Now you’ve whittled the list down to only 9 people. In a business that employees over 50 people, this is 20% of the workforce, which isn’t a tiny number. But taking a closer look at the data, you realize something else: even on this list of cross-trained employees, most staff members work in a single role the majority of the time, and very rarely fill in for another role.

Filtering the list again, you remove anyone who works in a single role at least 90% of the time. After this step, only three employees remain on your list:

 ["Jaleel Graham", [["Billing", 50], ["Receptionists", 18]]],
 ["Caesar Goldner", [["Management", 30], ["Receptionists", 16]]],
 ["Kirstin Weissnat", [["Receptionists", 26], ["Assistants", 28]]]]]]]

Because these employees represent only about 5% of the total staff, you’ve revealed this problem as an edge case. For the other six employees that substitute for a different role once in a blue moon, you’d have at least 90% accuracy by always labeling them by their primary role. It’d be confusing to refer to them as anything else, at least for the purposes of vacation planning.

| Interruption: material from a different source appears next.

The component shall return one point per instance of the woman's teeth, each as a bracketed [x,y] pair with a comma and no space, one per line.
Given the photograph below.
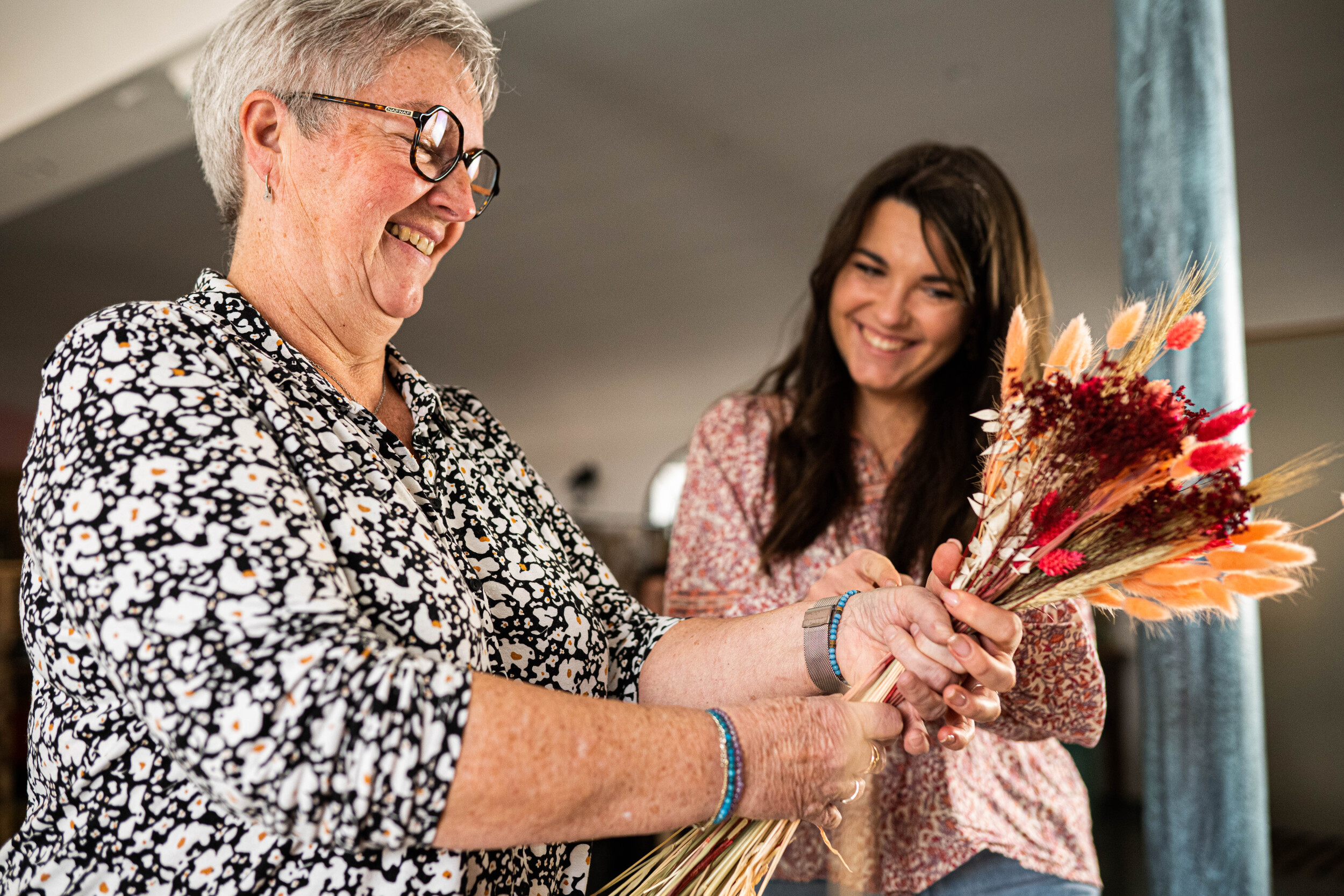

In the process of this ad-hoc exploration, you’ve discovered a reasonably accurate method of predicting employee roles far out into the future: if at least 90% of the shifts they’re assigned are for a particular role, assume that is their primary role. Otherwise, label them as cross-trained, listing out all the roles they commonly fill in for. For example, Jaleel could be listed as “X-Trained (Billing, Receptionist)”, Kirsten as “X-Trained (Receptionist, Assistant)”, and Caesar as “X-Trained (Receptionist, Management)”.

Taking this approach will be at least as reliable as using the raw shift data, and requires no major technical changes to the system’s under-plumbing. It’s also dynamic, in the sense that the system will adaptively relabel employees as cross trained when they’re doing more than one role on a regular basis.

Happy with this re-evaluation of the problem, you start working, and you manage to get the feature into production before lunch after all. In the worst case scenario, you can always come back to this and do more careful analysis, peering into the technological and philosophical rabbit hole that made you nervous in the first place. But there’s a very good chance that this solution will work just fine, and so it’s worth trying it out before venturing out into the darkness.

From this small exercise, you come to a powerful realization:

Software isn’t mathematically perfect reality, it’s a useful fiction meant to capture some aspect of reality that is interesting or important to humans. Although our technical biases may aim for logical purity in the code we write, the humans that use our work mainly care about the story we’re trying to tell them. We should seek the most simple solutions that allow us to tell that story, even if those solutions lack technical elegance.

In other words, feel free to ignore the man behind the curtain.